In 1999, I began photographing ‘the beet’—as my Irish friends called it, and continued my work until January 2006. Every season was threatened to be the last, and so it was little surprise when the operation finally ended after the 2005-2006 season. The reasons for this were complex, but were directly related to a withdrawal of European Union subsidy. The wagons were cut up as were many of the locomotives that hauled them. A few years after the beet finished, the South Wexford Line’s (Waterford-Wellingtonbridge-Rosslare) sole daily passenger service was suspended, leaving the tracks empty. Today the railway at Wellingtonbridge is dormant, so I have no regrets making pilgrimages to stand in frosty damp mucky fields on dark days, hoping for a bright moment as 645 diesels roared my way. I’d be there now doing the same if I had the chance.
I’m at Camphora in California’s Salinas Valley along Southern Pacific’s Coast Line, where some venerable ‘beet racks’ are being loaded; it’s near the end of the day, the sun is diffused by a fog-bank drifting in from the Pacific. These ancient old freight cars are the attraction. They’re on borrowed time. Although these still cary Southern Pacific lettering on their wooden sides, SP had sold them to Union Sugar, thus the USGX reporting marks at the ends of the cars.
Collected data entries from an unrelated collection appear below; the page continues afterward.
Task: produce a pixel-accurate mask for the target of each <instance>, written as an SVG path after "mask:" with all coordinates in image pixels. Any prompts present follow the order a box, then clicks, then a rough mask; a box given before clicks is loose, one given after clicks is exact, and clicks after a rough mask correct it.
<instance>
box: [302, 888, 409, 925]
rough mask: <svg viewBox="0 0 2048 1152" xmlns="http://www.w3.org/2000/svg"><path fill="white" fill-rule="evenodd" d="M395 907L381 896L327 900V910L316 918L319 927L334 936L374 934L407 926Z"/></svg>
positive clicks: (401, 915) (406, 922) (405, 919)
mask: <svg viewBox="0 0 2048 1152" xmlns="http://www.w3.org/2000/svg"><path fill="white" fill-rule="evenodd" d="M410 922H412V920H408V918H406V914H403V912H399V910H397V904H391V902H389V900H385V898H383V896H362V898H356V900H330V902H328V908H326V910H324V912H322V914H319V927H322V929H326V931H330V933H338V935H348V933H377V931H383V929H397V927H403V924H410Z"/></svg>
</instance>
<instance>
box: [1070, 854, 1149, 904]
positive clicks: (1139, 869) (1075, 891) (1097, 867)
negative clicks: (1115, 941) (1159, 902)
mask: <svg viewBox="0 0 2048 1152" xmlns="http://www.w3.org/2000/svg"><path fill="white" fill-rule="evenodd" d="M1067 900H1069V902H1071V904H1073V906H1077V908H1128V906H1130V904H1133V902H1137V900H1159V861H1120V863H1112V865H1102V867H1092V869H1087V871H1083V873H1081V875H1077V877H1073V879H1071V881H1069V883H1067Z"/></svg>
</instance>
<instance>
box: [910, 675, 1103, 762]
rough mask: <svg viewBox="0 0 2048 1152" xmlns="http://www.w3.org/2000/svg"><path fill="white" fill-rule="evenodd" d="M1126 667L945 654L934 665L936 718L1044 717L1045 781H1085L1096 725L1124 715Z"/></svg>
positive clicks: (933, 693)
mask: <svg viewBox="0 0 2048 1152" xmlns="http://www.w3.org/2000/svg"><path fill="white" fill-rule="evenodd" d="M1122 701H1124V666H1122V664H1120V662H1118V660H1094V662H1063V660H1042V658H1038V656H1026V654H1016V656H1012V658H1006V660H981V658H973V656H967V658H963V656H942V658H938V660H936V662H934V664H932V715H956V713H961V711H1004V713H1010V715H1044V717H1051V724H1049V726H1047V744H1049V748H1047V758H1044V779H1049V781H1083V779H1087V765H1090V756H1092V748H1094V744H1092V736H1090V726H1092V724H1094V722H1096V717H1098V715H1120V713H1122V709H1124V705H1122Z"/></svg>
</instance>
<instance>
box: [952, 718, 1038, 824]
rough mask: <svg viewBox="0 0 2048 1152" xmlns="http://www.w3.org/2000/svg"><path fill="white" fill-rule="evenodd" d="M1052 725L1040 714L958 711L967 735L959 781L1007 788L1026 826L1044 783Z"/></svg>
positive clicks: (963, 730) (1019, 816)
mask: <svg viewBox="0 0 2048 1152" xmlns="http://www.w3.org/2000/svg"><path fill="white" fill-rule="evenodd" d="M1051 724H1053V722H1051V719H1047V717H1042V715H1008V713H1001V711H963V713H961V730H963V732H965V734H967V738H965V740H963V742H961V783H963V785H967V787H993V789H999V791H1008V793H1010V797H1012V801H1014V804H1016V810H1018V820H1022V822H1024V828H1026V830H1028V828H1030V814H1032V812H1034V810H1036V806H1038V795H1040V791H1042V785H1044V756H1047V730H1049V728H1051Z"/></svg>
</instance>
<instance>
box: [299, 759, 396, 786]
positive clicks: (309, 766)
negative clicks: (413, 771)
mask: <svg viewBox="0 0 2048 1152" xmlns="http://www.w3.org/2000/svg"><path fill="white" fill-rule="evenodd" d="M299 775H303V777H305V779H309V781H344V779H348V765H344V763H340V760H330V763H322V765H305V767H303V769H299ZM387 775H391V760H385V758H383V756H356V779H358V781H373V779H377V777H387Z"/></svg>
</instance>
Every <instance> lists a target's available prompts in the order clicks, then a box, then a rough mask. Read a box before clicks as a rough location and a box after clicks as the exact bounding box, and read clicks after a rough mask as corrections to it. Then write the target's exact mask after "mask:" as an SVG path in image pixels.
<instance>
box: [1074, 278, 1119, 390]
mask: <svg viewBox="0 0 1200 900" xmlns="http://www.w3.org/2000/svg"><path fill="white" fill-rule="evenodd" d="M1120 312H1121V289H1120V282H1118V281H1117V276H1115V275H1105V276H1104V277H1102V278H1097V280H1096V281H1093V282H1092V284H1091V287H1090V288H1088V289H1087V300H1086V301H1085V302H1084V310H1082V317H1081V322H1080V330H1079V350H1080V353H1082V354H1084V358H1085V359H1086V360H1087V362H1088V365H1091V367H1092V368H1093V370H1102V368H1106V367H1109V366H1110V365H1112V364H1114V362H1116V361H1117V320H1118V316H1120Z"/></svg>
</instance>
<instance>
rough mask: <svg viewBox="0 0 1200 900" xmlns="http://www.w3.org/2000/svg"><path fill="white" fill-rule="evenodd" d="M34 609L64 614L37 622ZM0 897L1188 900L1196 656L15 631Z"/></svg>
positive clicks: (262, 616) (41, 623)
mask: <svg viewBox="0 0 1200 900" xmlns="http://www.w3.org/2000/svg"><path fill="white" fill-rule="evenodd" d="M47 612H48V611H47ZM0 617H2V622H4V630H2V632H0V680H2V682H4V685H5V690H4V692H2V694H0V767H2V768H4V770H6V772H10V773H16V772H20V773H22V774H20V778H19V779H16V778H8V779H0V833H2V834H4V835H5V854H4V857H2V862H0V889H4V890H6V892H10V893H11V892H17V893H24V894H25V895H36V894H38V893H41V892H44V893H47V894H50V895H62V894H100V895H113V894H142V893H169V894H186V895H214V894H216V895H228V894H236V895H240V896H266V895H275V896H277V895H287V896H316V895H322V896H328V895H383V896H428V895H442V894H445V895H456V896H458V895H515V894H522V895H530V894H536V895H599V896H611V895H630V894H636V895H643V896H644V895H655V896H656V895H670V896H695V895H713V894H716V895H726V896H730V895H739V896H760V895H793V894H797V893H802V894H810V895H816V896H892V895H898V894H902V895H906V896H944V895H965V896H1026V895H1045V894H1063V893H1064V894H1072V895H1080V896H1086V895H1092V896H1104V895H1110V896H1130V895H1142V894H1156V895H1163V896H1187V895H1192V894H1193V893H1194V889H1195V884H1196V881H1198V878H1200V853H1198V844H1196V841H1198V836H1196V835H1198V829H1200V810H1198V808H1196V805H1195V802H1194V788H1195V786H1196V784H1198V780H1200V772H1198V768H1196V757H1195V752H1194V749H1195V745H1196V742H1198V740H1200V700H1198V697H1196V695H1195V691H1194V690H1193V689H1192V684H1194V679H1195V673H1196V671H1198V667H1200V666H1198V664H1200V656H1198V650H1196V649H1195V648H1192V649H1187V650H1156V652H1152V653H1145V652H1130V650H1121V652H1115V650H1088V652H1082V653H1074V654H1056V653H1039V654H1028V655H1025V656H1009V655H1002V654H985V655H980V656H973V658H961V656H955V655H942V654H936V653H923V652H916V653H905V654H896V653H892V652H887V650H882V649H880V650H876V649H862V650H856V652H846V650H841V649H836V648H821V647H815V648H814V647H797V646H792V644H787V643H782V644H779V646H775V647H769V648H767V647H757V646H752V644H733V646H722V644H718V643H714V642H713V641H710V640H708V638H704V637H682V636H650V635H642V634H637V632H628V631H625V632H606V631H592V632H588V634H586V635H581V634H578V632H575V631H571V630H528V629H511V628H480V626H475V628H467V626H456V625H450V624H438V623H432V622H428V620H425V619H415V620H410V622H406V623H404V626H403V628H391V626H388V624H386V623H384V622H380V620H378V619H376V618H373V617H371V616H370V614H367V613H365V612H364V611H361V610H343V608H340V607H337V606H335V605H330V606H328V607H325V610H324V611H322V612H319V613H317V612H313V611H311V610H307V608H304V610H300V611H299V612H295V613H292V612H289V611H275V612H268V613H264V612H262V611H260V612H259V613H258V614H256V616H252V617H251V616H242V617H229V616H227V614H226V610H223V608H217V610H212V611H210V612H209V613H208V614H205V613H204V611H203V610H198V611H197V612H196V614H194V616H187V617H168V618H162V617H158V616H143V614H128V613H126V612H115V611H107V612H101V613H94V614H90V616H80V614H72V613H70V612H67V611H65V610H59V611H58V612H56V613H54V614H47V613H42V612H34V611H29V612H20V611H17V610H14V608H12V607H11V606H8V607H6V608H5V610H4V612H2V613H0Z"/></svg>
Not only are these among the last freight cars in revenue service that still feature wooden sides, but they are some of the last revenue cars still equipped with traditional friction bearings—virtually all other rolling stock rode on roller bearings.
Fade forward: within just a few years, not only were these old cars retired, but the sugar beet traffic dried up, and in 1996, SP itself was merged into Union Pacific. For me, looking at this image elicits synesthesia: the agricultural smells that accompanied beet growing fill my nose, and I recall the drive I had to make back to the Bay Area when I finished making my exposures.
In September 1992, I was working exclusively with a Nikon F3T, which was fitted with a ‘fast’ 105mm lens (f1.8) for this exposure. The fast lens allows me to work with slow film and my choice of wide aperture allows for narrow depth of field which sets off the end of the beet rack and loading equipment from the background. The wires help frame the image. As with many of my SP color photos, this one was exposed on Kodachrome 25 slide film, and even that has gone the way of the SP and the wooden-sided beet racks. Everything changes.